A linear, discrete-time, stationary, state-space model is a pair of real valued stochastic processes $\{X_t \}_{t \in \mathbb{N}},\{Y_t\}_{t \in \mathbb{N}}$ that obey the recursive equations $$ \begin{cases} X_{t+1} = F X_t + v_t \ &t=0,1,2\dots \\ Y_t = H X_t + w_t \ &t=0,1,2\dots \end{cases} $$ where:
- $F \in \mathbb{R}, H \in \mathbb{R}$
- $v_t, w_t$ are random variables (additive noise) which admit a PDF (Probability Density Function);
The noise terms are zero-mean and: $$ \forall t_1 \neq t_2 : \ v_{t_1} \perp v_{t_2}, w_{t_1} \perp w_{t_2} \\ \forall t_1, t_2 : \ v_{t_1} \perp w_{t_2} \\ \forall t : \ E[v_t^2] = Q, E[w_t^2] = R $$ where the simbol $X \perp Y$ means that $X$ and $Y$ are independent and $Q,R$ are assumed to be positive real numbers. The initial condition of the recursion $x_0$ is a fixed real number. It seems to me it is always possible in principal (at least numerically) to calculate $$ f( x_t | Y_{1:t-1}) $$ where $f(\cdot)$ denotes the PDF of $X_t$, $X_{0:t-1} = (X_{t-1}, X_t, \dots, x_0)$, $Y_{1:t} = (Y_t, Y_{t-1},\dots,Y_1)$.
As an example take $t=3$, then
$$P(X_3 < x_3, Y_1 < y_1, Y_2 < y_2) = $$
$$P(F^2x_0 + F v_0 + v_1 < x_3, H F x_0 + Hv_0w_1< y_1, Hx_0 + w_0 < y_2)$$
And from the independence of $v_0,v_1,w_0$ this is equal to
$$ \int_A f_{V_0}(v_0)f_{V_1}(v_1)f_{W_0}(w_0) dv_0 dv_1 dw_0 $$
where $A:= \{ (v_0,v_1,w_0 \} \in R^3 | F^2x_0 + F v_0 + v_1 < x_3, H F x_0 + Hv_0w_1< y_1, Hx_0 + w_0 < y_2 \} $
So it's possible to obtain the join density $f(x_3,y_1,y_2)$ by taking the partial derivatives with respect to $v_0,v_1,w_0$.
At this point $$f( x_3 | Y_1, Y_2) = \frac{f(x_3,y_1,y_2)}{f(y_1,y_2)} $$ and we know the numerator, for the denominator we simply take another integral in $x_3$ over the obtained joint density and we are finished.
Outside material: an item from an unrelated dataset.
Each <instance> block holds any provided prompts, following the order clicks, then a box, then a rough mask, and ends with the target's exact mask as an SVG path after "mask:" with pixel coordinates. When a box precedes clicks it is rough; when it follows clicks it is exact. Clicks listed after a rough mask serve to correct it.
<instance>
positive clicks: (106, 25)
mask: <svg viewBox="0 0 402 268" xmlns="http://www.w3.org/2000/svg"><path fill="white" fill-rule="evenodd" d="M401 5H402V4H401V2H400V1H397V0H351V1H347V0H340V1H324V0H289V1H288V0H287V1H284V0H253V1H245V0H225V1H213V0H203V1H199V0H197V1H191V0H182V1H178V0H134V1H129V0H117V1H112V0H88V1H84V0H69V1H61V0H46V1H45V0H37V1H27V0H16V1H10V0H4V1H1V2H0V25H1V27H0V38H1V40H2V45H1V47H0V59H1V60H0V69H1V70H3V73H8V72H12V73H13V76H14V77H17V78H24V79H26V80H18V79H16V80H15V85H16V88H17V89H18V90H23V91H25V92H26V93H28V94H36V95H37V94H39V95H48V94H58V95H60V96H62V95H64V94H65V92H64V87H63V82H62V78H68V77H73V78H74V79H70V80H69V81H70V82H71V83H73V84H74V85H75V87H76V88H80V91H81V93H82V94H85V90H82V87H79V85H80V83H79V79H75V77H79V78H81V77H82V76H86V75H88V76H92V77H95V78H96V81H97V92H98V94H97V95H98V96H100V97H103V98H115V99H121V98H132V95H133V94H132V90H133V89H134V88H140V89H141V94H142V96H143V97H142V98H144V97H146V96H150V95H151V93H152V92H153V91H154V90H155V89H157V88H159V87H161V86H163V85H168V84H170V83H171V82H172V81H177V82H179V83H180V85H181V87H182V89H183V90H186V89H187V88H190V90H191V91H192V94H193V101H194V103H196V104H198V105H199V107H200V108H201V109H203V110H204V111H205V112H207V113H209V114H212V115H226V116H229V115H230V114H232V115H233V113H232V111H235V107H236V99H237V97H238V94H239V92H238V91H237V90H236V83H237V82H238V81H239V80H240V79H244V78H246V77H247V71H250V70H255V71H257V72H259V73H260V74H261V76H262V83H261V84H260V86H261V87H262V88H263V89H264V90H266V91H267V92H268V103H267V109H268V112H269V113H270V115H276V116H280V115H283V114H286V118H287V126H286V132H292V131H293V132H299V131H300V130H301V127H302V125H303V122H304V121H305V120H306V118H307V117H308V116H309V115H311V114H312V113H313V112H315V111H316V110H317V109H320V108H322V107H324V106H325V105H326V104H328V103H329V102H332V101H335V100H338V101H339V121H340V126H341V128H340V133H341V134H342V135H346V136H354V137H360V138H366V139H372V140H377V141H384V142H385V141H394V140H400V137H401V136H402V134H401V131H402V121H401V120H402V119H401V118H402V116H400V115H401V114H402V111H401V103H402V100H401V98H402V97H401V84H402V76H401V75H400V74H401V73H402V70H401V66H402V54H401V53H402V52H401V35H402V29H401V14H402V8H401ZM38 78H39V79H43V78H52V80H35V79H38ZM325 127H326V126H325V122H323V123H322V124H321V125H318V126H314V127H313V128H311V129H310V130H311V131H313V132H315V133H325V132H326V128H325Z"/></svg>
Is this reasoning correct? If my reasoning is correct why do I often see assumed that $f( x_t | Y_{1:t-1})$ is normally distributed? even if both $v_t$ and $w_t$ are Gaussian I don't think this follows. Is there a motivation (maybe coming from some central limit argument) behind this assumption?